History and Guitar Legacy

Foo Fighters began in 1994 as Dave Grohl's solo project following Nirvana's dissolution. Grohl played every instrument on the debut album, establishing the band as a cornerstone of post-grunge rock. Their guitar-driven sound combines massive power chords, melodic sensibility, and dramatic dynamic shifts from whisper-quiet verses to arena-shaking choruses, making them essential listening for understanding modern rock guitar.

Playing Style and Techniques

The band features multiple guitarists working in tandem. Dave Grohl delivers relentless rhythm work with powerful riffs, while Chris Shiflett (joined 1999) brings technical precision and searing lead work with country-influenced bends. Pat Smear contributed punk-rooted energy and thick layered rhythms during early years and after rejoining in 2010. This multi-guitar interplay creates the signature wall-of-guitars sound central to their live experience.
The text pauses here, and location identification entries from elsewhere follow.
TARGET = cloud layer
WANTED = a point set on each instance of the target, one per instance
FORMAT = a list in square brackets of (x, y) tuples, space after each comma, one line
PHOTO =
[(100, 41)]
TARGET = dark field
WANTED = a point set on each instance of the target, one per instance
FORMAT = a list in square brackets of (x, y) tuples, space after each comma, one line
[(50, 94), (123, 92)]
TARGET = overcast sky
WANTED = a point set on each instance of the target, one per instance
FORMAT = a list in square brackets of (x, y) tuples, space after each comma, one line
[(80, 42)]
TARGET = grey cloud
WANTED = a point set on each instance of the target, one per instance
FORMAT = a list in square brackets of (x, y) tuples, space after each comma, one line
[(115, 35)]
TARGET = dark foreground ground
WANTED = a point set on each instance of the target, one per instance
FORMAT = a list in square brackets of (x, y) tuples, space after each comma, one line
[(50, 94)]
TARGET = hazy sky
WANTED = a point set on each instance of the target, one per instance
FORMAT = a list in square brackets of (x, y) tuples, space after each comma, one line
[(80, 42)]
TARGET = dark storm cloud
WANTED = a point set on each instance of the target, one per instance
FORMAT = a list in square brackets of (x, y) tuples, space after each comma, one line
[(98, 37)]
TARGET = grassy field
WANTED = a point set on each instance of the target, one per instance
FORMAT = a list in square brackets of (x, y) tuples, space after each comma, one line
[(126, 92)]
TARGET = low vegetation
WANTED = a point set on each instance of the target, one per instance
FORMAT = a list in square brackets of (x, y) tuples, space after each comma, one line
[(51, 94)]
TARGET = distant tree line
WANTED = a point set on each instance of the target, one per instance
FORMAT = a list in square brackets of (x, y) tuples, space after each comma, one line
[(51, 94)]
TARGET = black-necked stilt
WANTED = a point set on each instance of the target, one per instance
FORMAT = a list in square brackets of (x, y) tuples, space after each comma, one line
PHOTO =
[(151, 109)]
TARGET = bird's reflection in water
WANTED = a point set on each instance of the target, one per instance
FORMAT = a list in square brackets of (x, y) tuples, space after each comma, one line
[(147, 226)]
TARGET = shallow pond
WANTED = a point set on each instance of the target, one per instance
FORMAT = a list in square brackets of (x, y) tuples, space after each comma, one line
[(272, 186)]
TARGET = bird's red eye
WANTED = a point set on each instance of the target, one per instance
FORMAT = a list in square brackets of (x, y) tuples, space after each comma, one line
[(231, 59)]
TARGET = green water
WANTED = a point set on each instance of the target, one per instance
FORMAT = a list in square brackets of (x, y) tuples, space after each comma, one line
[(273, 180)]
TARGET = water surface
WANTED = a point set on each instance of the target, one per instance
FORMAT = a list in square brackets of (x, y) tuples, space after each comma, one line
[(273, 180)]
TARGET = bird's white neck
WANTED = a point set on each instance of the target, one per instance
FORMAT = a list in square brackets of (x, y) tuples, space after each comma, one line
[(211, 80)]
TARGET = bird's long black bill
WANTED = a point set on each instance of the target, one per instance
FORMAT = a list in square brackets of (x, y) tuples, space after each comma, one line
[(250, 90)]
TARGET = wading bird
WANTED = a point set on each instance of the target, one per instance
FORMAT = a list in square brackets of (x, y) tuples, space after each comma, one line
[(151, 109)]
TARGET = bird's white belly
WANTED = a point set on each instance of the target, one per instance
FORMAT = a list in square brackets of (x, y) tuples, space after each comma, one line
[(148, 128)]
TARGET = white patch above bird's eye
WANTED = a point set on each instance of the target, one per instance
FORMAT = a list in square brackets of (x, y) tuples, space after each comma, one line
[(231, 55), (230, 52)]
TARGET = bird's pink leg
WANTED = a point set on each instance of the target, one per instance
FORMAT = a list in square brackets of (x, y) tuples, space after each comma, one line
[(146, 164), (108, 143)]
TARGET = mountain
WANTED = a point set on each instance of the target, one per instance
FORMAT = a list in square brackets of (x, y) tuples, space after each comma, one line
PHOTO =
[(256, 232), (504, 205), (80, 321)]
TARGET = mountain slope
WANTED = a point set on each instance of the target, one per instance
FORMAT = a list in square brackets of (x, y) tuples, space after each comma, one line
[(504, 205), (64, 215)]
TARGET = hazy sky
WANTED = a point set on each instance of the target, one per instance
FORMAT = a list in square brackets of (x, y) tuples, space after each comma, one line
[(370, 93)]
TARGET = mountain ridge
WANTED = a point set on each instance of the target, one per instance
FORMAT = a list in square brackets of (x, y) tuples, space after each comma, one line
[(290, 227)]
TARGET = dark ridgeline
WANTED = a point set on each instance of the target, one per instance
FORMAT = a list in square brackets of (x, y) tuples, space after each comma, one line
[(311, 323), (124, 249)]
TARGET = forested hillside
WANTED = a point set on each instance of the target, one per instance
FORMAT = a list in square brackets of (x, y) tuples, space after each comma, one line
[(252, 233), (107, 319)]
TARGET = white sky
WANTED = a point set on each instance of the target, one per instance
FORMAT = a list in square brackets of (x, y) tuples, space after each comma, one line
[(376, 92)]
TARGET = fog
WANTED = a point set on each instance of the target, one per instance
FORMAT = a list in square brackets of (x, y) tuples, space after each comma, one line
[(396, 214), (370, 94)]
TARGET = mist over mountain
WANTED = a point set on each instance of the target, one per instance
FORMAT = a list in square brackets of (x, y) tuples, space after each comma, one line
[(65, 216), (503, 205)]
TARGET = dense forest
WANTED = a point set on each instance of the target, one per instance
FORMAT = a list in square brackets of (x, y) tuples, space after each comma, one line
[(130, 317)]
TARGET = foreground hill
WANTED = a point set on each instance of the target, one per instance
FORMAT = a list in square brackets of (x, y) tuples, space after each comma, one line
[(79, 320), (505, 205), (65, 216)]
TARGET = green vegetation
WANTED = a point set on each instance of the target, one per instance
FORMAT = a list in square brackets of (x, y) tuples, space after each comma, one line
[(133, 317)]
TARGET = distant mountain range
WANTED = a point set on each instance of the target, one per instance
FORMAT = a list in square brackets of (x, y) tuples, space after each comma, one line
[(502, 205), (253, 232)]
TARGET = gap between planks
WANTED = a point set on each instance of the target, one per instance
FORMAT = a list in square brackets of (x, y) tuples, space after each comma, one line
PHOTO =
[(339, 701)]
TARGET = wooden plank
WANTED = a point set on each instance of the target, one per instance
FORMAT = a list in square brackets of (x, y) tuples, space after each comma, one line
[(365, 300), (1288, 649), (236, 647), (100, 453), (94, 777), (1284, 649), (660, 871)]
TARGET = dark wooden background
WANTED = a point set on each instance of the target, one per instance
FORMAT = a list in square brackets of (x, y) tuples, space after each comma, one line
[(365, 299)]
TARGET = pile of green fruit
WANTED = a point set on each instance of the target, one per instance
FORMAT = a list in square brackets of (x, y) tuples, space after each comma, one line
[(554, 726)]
Why Guitarists Study Foo Fighters

Foo Fighters serve as an ideal educational resource for electric guitarists. Their catalog teaches you how to build energy through dynamics, make simple chord progressions sound enormous, and balance aggression with melody. Understanding how multiple guitar parts stack and complement each other provides real education in rock arrangement and songwriting, skills applicable across all modern rock contexts.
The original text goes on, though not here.